Fendi: 100 Años de Lujo Romano, Artesanía y Revolución

Fendi: 100 Años de Lujo Romano, Artesanía y Revolución
En el corazón de Roma, a la sombra del Coliseo y la Fontana di Trevi, una modesta peletería abrió sus puertas en 1925. Fundada por Adele y Edoardo Fendi, la casa que lleva su nombre ha evolucionado de un pequeño taller familiar a un imperio global, sin perder nunca su alma artesanal. Celebrar 100 años de Fendi no es solo conmemorar un siglo de moda; es reconocer la historia de una marca que ha sabido fusionar la maestría manual de la antigua Roma con una visión de vanguardia incesante. Desde la piel más fina hasta los bolsos más icónicos, Fendi es un testimonio de cómo la tradición, el linaje familiar y la disrupción creativa pueden forjar una de las identidades más poderosas del lujo italiano.
De Peletería Familiar a Imperio Global
Los inicios de Fendi se basaron en la artesanía y la alta marroquinería. Adele y Edoardo Fendi construyeron su reputación sobre la calidad, el detalle y la excelencia de sus productos, ganándose una fiel clientela en la alta sociedad romana. Sin embargo, el verdadero punto de inflexión llegó en la década de 1960, cuando las cinco hijas de la pareja —Paola, Anna, Franca, Carla y Alda— tomaron el control de la empresa. Con ellas, Fendi se abrió a una visión más ambiciosa, buscando inyectar juventud y energía a la casa.
La decisión más importante y trascendental fue contratar a un joven y desconocido diseñador alemán llamado Karl Lagerfeld en 1965. Lagerfeld, un genio creativo sin igual, no solo revitalizó la marca, sino que la reinventó por completo. Fue él quien, con su ingenio, creó el icónico logo de la doble F, que no significa «Fendi Fendi», sino «Fun Fur» («Piel Divertida»), un juego de palabras que simbolizaba su enfoque revolucionario y lúdico hacia el material que había sido el pilar de la casa. Lagerfeld transformó las pieles pesadas y tradicionales en prendas ligeras, versátiles y audazmente modernas. Su colaboración con las hermanas Fendi se convertiría en una de las asociaciones creativas más largas y exitosas en la historia de la moda.

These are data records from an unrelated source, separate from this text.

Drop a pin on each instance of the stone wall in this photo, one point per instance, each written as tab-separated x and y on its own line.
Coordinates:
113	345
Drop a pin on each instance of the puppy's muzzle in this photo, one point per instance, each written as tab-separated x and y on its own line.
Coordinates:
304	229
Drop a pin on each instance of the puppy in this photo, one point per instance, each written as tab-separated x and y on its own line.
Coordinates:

La Dinastía Creativa y los Objetos de Deseo
Bajo la dirección de Lagerfeld y la colaboración inestimable de Silvia Venturini Fendi (hija de Anna Fendi), la casa se consolidó como una potencia mundial. Silvia, que se unió a la marca en 1994, se hizo cargo del diseño de los accesorios y la línea de hombre, dejando su huella imborrable con la creación de los bolsos que se convertirían en verdaderos «objetos de deseo» y pilares de la identidad de la casa.
- El Baguette: Lanzado en 1997, este pequeño y elegante bolso de mano se convirtió en el primer «it-bag» global. Su diseño compacto y sus variaciones infinitas lo hicieron un ícono cultural, inmortalizado por Carrie Bradshaw en la serie Sex and the City. Más que un accesorio, el Baguette era una declaración de estatus y personalidad.

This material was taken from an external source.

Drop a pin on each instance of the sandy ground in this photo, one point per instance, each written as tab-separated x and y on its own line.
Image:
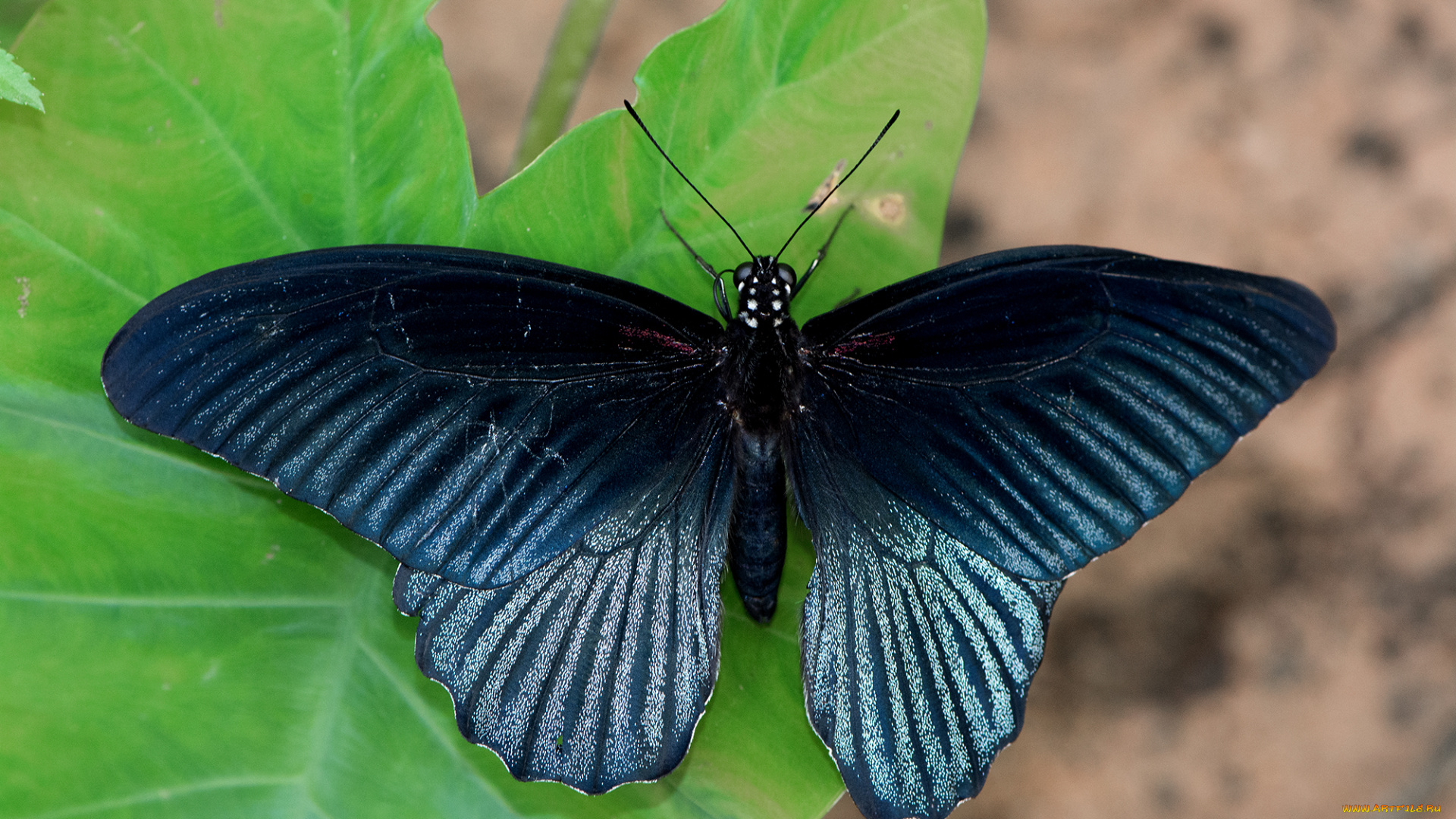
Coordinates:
1283	642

- El Peekaboo: Concebido en 2009, el Peekaboo es la encarnación del lujo discreto. Su diseño con dos compartimentos separados, que revelan un forro contrastante, es un guiño al ingenio y la artesanía. Su nombre, que se traduce como «juego de escondite», resume la sofisticación de una pieza que valora más la calidad interior que la ostentación exterior.
- El Fendi First: Un ícono más reciente, lanzado por Kim Jones, que destaca por su cierre con forma de «F» inclinado y su silueta arquitectónica. Representa la nueva era de la casa, rindiendo homenaje a la historia con una mirada audaz hacia el futuro.

El Futuro de Fendi: Un Legado en Manos de la Expectación
Tras la muerte de Karl Lagerfeld en 2019, la dirección creativa de las colecciones de mujer fue asumida por Kim Jones, quien se unió a la casa en 2020 e hizo un gran trabajo, continuando la evolución de la firma y combinando su rica herencia con una sensibilidad contemporánea. Si bien Jones ha finalizado su periodo en la maison, Silvia Venturini Fendi continúa garantizando una conexión vital con el ADN familiar al frente de la dirección creativa de accesorios y la línea de hombre. La herencia de la firma y su espíritu romano son los pilares sobre los que se construirá su próximo capítulo, mientras el mundo de la moda espera con expectación quién será la figura que tome las riendas de este legado.
El centenario de Fendi es más que un hito; es la celebración de una casa que nunca ha temido transformarse. Su historia es un recordatorio de que la verdadera maestría reside en honrar el pasado mientras se mira valientemente al futuro, una lección que la moda sigue aprendiendo.